I have a pipeline that runs some computationally intensive tasks on a Linux machine. The script that launches these checks the current load average and—if it is above a certain threshold— waits until the load falls below it. This is on an Ubuntu virtual machine (running on an Ubuntu host, if that's relevant) which can have a variable number of cores assigned to it. Both our development and production machines are VMs running on the same physical server and we manually allocate cores to each as needed.
I have noticed that even when the VM has as few as 20 cores, a load of ~60 isn't bringing the machine to its knees. My understanding of how Linux load average works was that anything above the number of CPUs is indicative of a problem, but apparently things are not quite as clearcut as all that.
I'm thinking of setting the threshold at something like $(grep -c processor /proc/cpuinfo) x N
where N>=1
. Is there any clever way of determining the value N
should take so as to both maximise performance and minimize lag?

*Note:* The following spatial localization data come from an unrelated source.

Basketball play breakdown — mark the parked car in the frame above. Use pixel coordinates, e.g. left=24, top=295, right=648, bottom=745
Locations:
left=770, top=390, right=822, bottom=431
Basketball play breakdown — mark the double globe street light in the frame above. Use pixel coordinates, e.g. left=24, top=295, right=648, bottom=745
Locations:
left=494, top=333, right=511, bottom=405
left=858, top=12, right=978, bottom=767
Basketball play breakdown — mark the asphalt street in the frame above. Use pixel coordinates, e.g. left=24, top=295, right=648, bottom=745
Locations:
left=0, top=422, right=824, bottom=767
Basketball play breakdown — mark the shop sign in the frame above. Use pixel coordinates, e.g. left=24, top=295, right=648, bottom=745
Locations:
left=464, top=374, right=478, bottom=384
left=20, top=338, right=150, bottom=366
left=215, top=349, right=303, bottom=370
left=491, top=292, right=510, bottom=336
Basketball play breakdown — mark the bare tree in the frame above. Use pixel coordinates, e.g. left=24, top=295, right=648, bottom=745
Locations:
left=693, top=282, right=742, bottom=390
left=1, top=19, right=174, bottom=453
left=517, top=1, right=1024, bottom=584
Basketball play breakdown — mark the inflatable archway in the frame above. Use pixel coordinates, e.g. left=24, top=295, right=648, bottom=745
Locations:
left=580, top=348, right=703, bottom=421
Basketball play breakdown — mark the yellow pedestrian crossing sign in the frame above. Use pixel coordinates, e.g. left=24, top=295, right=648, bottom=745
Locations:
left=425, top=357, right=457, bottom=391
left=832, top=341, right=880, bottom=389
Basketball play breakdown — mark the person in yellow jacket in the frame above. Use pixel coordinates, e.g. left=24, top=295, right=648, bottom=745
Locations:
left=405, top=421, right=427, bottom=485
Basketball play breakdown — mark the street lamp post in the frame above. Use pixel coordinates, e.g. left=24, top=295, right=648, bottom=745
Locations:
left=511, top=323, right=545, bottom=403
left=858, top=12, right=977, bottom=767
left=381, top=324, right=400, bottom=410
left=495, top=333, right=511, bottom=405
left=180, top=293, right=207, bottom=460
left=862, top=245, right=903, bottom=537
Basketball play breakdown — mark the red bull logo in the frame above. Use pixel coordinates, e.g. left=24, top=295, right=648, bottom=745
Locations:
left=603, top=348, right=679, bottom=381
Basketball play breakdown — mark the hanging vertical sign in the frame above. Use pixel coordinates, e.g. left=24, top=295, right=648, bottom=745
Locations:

In other words, how can I know what maximum load average a machine can support before performance starts to degrade? I had naively expected that to be the number of CPUs (so, N=1
) but that doesn't seem to hold up. Since the number of cores can vary, testing possible combinations is both complicated and time consuming and, since this is a machine used by various people, impractical.
So, how can I decide an acceptable max average load threshold as a function of the number of available cores?